I’ve been biking in Portland for 18 years now and I’ve been steeped in the risks posed by thieves. Even so, I have never once been so scared of losing a bike that I won’t park it around town. Am I just naive? Do I not care about my bikes? No. I simply take steps to give myself confidence that my bike will be there when I return. And the more I hear from people who say they won’t ride due to fear of theft, the more I feel like sharing information and tips is a good way to cut down on that sentiment.
So here are a few things that might boost your peace of mind around bike theft:
Use a u-lock or two: Cable locks are not good enough. The best thing you can do is to buy a high-quality u-lock or heavy-gauge chain lock (spend at least $50) and make sure you attach it to your frame and the rack (or better yet, your frame and a wheel and the rack). Then buy another u-lock. If you have an e-bike where cargo weight is less of a concern, it’s much easier to justify hauling around the extra weight of two locks.
Don’t keep accessories on your bike: Anything that is not bolted onto your bike will be stolen. I realize that thieves will even unbolt and take some accessories, so this is about mitigating risk. When I lock up my bike, I make sure there’s nothing on it that can be easily swiped by simply loosening a lever. I know it’s a hassle to take off your lights every time, but it’s worth it (it’s also a good reason to invest in generator lights that are bolted on).
Location is everything: Where you park your bike matters just as much as how you park your bike. I am very conscious of the spots I choose. Make sure you choose a spot that is well-lit and out in the open where there’s a lot of foot traffic. Bonus is if you can see your bike from inside your destination. If there’s not a good location near my destination, I will always walk out of my way to find one. I will also be more likely to take my bike inside with me if a business doesn’t have a secure parking location.
Examine the rack itself: Make sure the thing you lock up to is solid and secure. Give it a shake. If bolts are loose, find a different spot. If the design of the rack forces you to lock poorly, move on.
Get creative with theft deterrents: Consider adding a wheel lock to your bike. Those are sort of like “The Club” for cars because they prevent your bike from being ridden once it’s stolen. Same with a fork lock, a much less common accessory but one I find invaluable on one of my main bikes. It’s a metal pin that locks the force in place and makes the bike impossible to steer or ride. Other folks will ride a low-quality bike that doesn’t look as attractive to thieves.
Advocate and organize!: I wish we could expect bike theft to be solved for us, but we need to continue to speak up and organize in our community. Push your local businesses and leaders to build more secure bike parking facilities, educate elected officials and policymakers about the problem and urge them to devote more resources to it, make secure bike parking part of your advocacy diet.

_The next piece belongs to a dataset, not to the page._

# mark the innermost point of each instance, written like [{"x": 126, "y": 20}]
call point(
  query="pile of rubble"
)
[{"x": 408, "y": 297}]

Get engaged and informed about the root cause: Most people don’t enjoy stealing your bike. They do it because they are desperate and need money, or because they’ve slid into a life of crime due to other systemic issues. This is why all of us should care about finding solutions to poverty, homelessness, and other conditions that put people on the knife edge between good and bad choices. Bike theft doesn’t happen in a vacuum. Everything is related.
I hope this list is helpful. We cannot give up and be defeated by this issue. Don’t despair, prepare. And keep riding — and parking! — your bike.